Intervention de Manuel Valls

Réunion du 16 mars 2016 à 14h30
Protection de la nation — Question préalable

Manuel Valls, Premier ministre :

Il y a plusieurs manières de répondre à une telle attaque, parmi lesquelles, bien sûr, les mesures de sécurité, mais le chef de l’État a estimé, et cela me paraissait aussi indispensable, qu’il fallait inscrire une partie de cette réponse dans la Constitution.

La constitutionnalisation de l’état d’urgence est un sujet majeur, plusieurs fois débattu, vous le savez. Elle a été demandée par le comité Vedel en 1993 et, je le rappelais il y a un instant, par le comité présidé par Édouard Balladur en 2008, sans qu’à l’époque cette proposition soit retenue. Dois-je ici à nouveau rappeler, comme je l’ai fait en d’autres lieux, le constat formulé par le comité Balladur ? Le comité s’étonnait que deux états de crise, celui de l’article 16 et l’état de siège, figurent dans la Constitution, tandis que le troisième, amené à être utilisé plus fréquemment sous la Ve République – ça a été le cas – ne l'est pas.

Constitutionnaliser l’état d’urgence pour mieux garantir son encadrement par la loi fondamentale, dans le cadre de notre État de droit, oui, monsieur Laurent, c’est assurer davantage nos libertés !

Vient ensuite la question de la déchéance de la nationalité.

Je rappellerai uniquement que la déchéance de nationalité est une sanction républicaine. Créée en 1848, d’abord contre les esclavagistes, elle a été chaque fois utilisée ensuite avec le souci impérieux de punir les ennemis de la République : en 1915, en 1917, en 1927, en 1938, en 1945 ; plus récemment, en 1973, en 1993, en 1996, en 2006.

Je vous vois sourire, monsieur Laurent, parce que vous pensez à une autre période, mais cette période n’était pas la République. C’était Vichy, et, précisément, quand le général de Gaulle, en 1945, rétablit ces dispositions, il le fait au nom de la République. Puis il y a eu les lois de 2003 et de 2006.

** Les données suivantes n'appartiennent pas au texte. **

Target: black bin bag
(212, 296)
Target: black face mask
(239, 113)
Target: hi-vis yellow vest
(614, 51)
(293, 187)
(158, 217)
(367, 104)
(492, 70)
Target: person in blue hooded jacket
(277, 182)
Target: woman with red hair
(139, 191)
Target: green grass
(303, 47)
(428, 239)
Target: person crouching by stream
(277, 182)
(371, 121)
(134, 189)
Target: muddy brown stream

Ce qu’affirme cette sanction, en négatif, c’est que le fondement de la République est le serment qui lui est chaque fois renouvelé. C’est cela, d’une certaine manière, la fraternité, car, la République en partage, ce n’est pas seulement le sang ni seulement le sol. Quand ce serment est brisé, cassé, parce que les armes ont été retournées contre la France, alors, oui, le lien est rompu, et il y a une logique à ce que l’on soit déchu de la nationalité.

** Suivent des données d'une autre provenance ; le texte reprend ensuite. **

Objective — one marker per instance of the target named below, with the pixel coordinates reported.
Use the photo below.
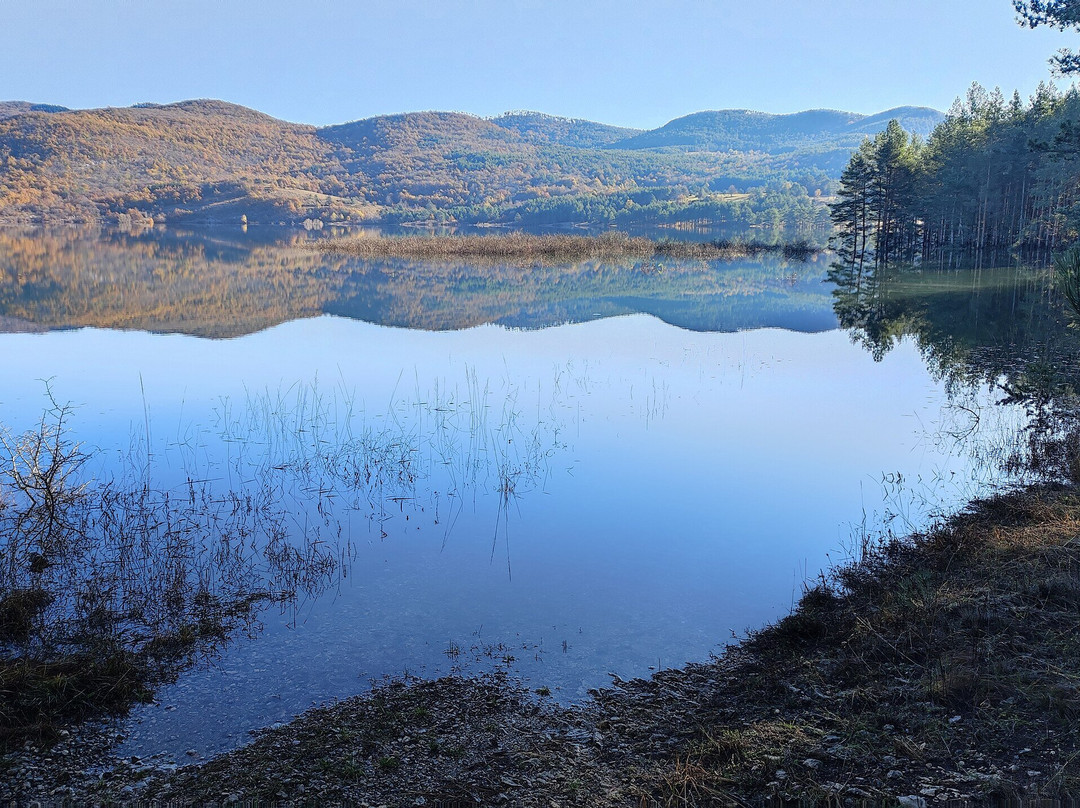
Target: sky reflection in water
(678, 486)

Il ne s’agit pas de chercher des boucs émissaires, de mettre en cause tel ou tel. Un tel objectif peut, évidemment, exister dans l’esprit de certains, mais il n’est en aucun cas dans l’esprit des républicains.

C’est une décision très grave, et c'est la raison pour laquelle le Conseil d'État a estimé que la Constitution devait l’encadrer. Voilà le sens de ces mesures – même si elles soulèvent, bien sûr, beaucoup de questions.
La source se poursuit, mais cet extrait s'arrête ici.